The best hook questions are open-ended. They’re meant to stimulate thinking and discussion and to open the door to further exploration. Give students a reasonable amount of quiet thinking time before they answer. Have them do a quick write about their thoughts and/or engage in a think-pair-share with another student. After this personal engagement, learners are likely to be more attentive to your teaching on the related topic.

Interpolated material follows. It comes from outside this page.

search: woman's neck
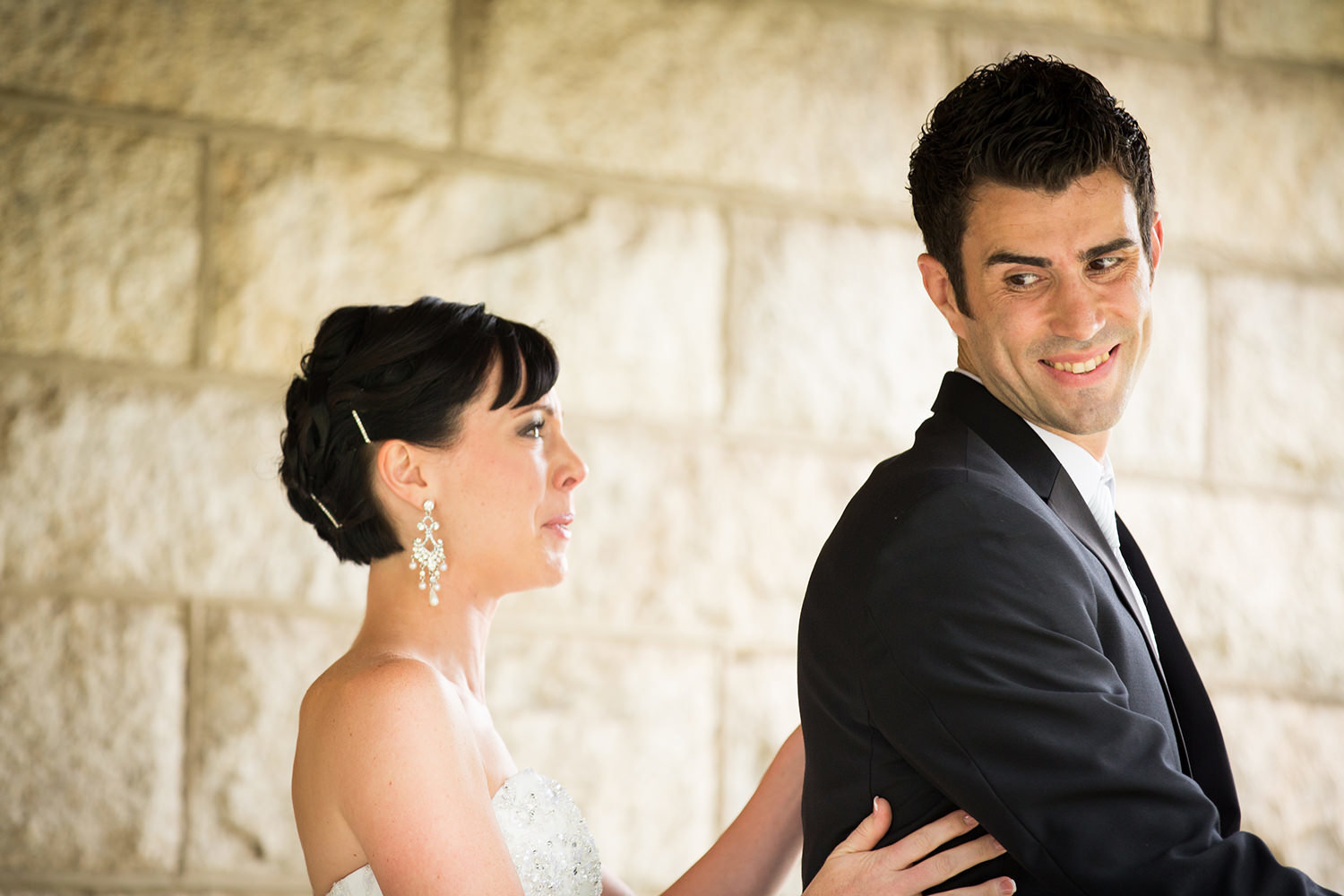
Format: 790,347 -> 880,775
355,555 -> 499,702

5. CITE A CURRENT EVENT OR ISSUE RELEVANT TO STUDENTS

Students often have opinions about current events or controversial issues in their school, town, state, etc., and these can be used to spark engagement. 

 

Example: For a unit on persuasive writing, a middle school teacher shows a newspaper article about a school board proposal in another district that would require students to wear uniforms. Students then discuss the pros and cons, state their position, and even switch sides to try to better understand different perspectives and develop rebuttals, all as an opening to the unit on persuasion.

6. USE HUMOR

Humor is a guaranteed dopamine booster and can serve as a great attention hook. 

 

Example: A sixth-grade mathematics teacher begins a unit on ratio and proportion by presenting funny caricatures of celebrities. She asks students to describe why the pictures are funny, and they note that various physical features (e.g., eyes, nose, ears, head) of the characters are greatly exaggerated. Then, the teacher shows da Vinci’s Vitruvian Man to illustrate idealized proportions of the human body. 

HOOK AND HOLD ATTENTION

We recommend that you rotate your attention-getting techniques to avoid being predictable. The intent of using the techniques described above is to hook student attention, but the intent isn’t simply to gain immediate attention for the moment. The longer-term goal is to hold that attention over time. There are numerous ways to capitalize on initial attention by employing active-learning strategies, including the use of authentic tasks and projects, inquiry-oriented instruction, cooperative learning, Socratic seminars, simulations and role-plays, and design thinking (e.g., using makerspaces, where students can create tangible products), and allowing students appropriate “voice and choice” options in assignments and performance tasks.